中年じじぃの(愉快な)主張 vol.30
ゴルフ引退について(神様の言葉と空き地ゴルフについて)
2024/11/7
私は、30年近く会社員をやってきたので、一応ゴルフ経験者である。
しかし昨年、ゴルフを引退した。その経緯とは。
私が初めてゴルフというものに触れたのは、小学校低学年。と言っても、ゴルフを習い始めたのではない。
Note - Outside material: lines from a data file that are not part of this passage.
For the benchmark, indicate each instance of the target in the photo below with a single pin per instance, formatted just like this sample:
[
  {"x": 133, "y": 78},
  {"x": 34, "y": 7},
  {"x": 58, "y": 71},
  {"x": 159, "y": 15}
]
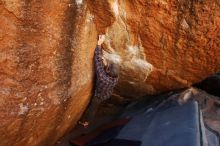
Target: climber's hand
[{"x": 101, "y": 39}]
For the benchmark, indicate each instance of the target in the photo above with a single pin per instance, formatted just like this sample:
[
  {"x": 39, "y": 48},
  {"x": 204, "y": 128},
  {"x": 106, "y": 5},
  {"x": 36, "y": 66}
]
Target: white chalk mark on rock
[{"x": 112, "y": 57}]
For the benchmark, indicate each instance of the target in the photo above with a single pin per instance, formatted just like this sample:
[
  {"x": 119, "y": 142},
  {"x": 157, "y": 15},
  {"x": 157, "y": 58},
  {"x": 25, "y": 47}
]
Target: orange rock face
[{"x": 46, "y": 57}]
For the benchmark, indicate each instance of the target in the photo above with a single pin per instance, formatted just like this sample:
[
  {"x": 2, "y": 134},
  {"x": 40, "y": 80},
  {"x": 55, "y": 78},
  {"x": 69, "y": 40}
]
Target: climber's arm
[{"x": 99, "y": 65}]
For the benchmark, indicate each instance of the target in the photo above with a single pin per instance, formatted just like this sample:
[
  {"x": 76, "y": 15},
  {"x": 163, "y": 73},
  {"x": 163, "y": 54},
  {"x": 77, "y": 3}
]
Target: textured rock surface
[{"x": 46, "y": 52}]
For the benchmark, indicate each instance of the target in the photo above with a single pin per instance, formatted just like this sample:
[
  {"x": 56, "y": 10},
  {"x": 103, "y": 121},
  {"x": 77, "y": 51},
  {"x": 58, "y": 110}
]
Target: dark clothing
[
  {"x": 103, "y": 87},
  {"x": 104, "y": 83}
]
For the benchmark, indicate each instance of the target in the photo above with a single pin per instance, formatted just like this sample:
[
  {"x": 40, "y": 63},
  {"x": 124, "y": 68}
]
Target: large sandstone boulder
[{"x": 46, "y": 53}]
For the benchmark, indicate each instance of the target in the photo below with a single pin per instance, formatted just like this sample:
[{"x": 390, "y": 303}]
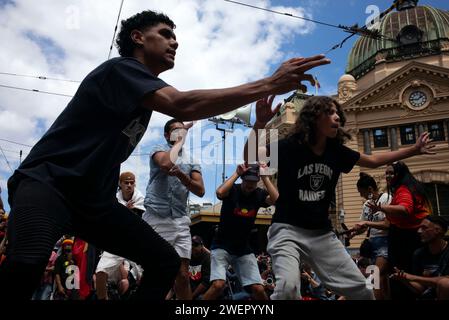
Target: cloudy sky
[{"x": 221, "y": 44}]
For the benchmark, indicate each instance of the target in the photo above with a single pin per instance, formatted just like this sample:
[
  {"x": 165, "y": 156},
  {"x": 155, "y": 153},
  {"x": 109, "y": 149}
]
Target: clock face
[{"x": 417, "y": 99}]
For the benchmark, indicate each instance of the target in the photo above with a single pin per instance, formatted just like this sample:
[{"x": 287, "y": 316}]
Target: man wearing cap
[
  {"x": 112, "y": 267},
  {"x": 230, "y": 246},
  {"x": 173, "y": 174},
  {"x": 430, "y": 278},
  {"x": 199, "y": 269},
  {"x": 128, "y": 195}
]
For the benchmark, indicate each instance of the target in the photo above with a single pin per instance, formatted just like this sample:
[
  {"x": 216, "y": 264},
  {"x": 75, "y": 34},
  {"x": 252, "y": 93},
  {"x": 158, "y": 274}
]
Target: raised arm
[
  {"x": 223, "y": 190},
  {"x": 273, "y": 193},
  {"x": 167, "y": 159},
  {"x": 200, "y": 104}
]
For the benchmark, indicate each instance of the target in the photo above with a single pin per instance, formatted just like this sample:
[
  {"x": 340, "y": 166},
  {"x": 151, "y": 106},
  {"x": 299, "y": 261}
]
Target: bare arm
[
  {"x": 223, "y": 190},
  {"x": 422, "y": 146},
  {"x": 264, "y": 114},
  {"x": 418, "y": 283},
  {"x": 200, "y": 104},
  {"x": 394, "y": 211},
  {"x": 380, "y": 225},
  {"x": 193, "y": 182},
  {"x": 201, "y": 288},
  {"x": 166, "y": 159},
  {"x": 273, "y": 193}
]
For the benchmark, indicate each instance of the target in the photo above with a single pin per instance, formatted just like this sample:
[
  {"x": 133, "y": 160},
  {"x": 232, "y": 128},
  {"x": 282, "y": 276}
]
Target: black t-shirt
[
  {"x": 61, "y": 267},
  {"x": 306, "y": 182},
  {"x": 80, "y": 155},
  {"x": 238, "y": 214},
  {"x": 199, "y": 270}
]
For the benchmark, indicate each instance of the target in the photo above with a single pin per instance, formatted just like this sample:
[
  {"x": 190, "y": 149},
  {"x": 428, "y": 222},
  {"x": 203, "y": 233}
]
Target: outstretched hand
[
  {"x": 189, "y": 125},
  {"x": 264, "y": 113},
  {"x": 292, "y": 72},
  {"x": 423, "y": 145},
  {"x": 241, "y": 169}
]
ゴルフ場がある山に入り、ゴルファー達が打ち損じた球を拾い集め、家に持ち帰り綺麗に洗う。
そしてスポーツ用品店に売りに行くのだ。
ときには未明や夕暮れに、コース内に忍び込み、池の中の球を拾い集めた。これはいま思えば、わりとしっかりした犯罪。
しかしスポーツ店の店主も、よくもまあ、子供が拾ってきたロストボールで商売をしていたものだ。
ボロボロで売れない球を手元に残し、空き地で棒っきれを使い、ゴルフごっこをした。
回を重ねるにつれ、大人のホンモノのゴルフを真似て、バンカーらしきものや、クリークらしきものをこしらえて〝プレイ〟した。
それはけっこう楽しかった。
これが私とゴルフの出会いだ。
長じて社会に出て、先輩に教わりながらホンモノのゴルフを覚えた。
少しずつ上達もした。
何事につけ、上達すると楽しくなる。楽しくなるともっとやりたくなる。
しばらくはこの好循環でゴルフがいつも身近にあった。だいたい15年くらい。
ゴルフはとても人間性が出るスポーツだ。
真面目な人はコツコツと堅実なプレイを、荒っぽい人はギャンブル性の高い攻め方を、理論家は練習もコースもまず頭で理解してから実践、という具合に。
プレイもさることながら、クラブハウスでの食事やビール、プレイ後の大浴場(ゴルフ場によっては温泉)が楽しみ、という人もいる。私のように。
同じ頃ゴルフを覚えた同僚は、仕事に対してすごく真面目で努力家、かつ理論派でありながらも現場仕事を大事にする、まるで私とは対極にいる男だ。
こんな男がゴルフを覚えたんだから、結果は見えている。
今やもう、プロ一歩手前の腕前。
もちろん、仕事でも出世をはたす。
私はと言えば、〝血のにじむようなイメージトレーニング〟と、コースに出る前にちょっと練習場で打つだけ。スコアが良くても悪くても何の振り返りも無し。道具にも特にこだわりはない。
当然スコアは伸び悩んだまま。
もちろん仕事で出世するわけがない。
いやぁ、出ますね、人間性が。
そんな感じで、〝伸び悩みゴルフ〟または〝下手の横好きゴルフ〟を何年も続けていたが、ある時ふと思う。
『なんか、おれって毎回、高いお金払ってメシと風呂に来てない? スコア全然良くなってないし』
何にでも手を出し、浅く広くがモットーの軽薄な多趣味人間である私は、その時ゴルフの神様の言葉を聞いた。
〝そろそろ潮時です。空いた時間とお金は、他の趣味に費やしなさい〟
他人の言葉には素直に従えない私も、神の言葉は素直に聞き入れ、ゴルフ引退を決意した。
何の結果も実績も残してないので、引退というよりは、試合放棄だ。
こうして私は、〝グリーン上にそっとクラブを置いて〟ゴルフを引退した。
気の変わらないうちに、と思ってゴルフ関係のものを全て売り払ったら、まあまあの小遣いになった。
神様からのプレゼントだ。
全て売り払って、ガランとしたクローゼットを見て思った。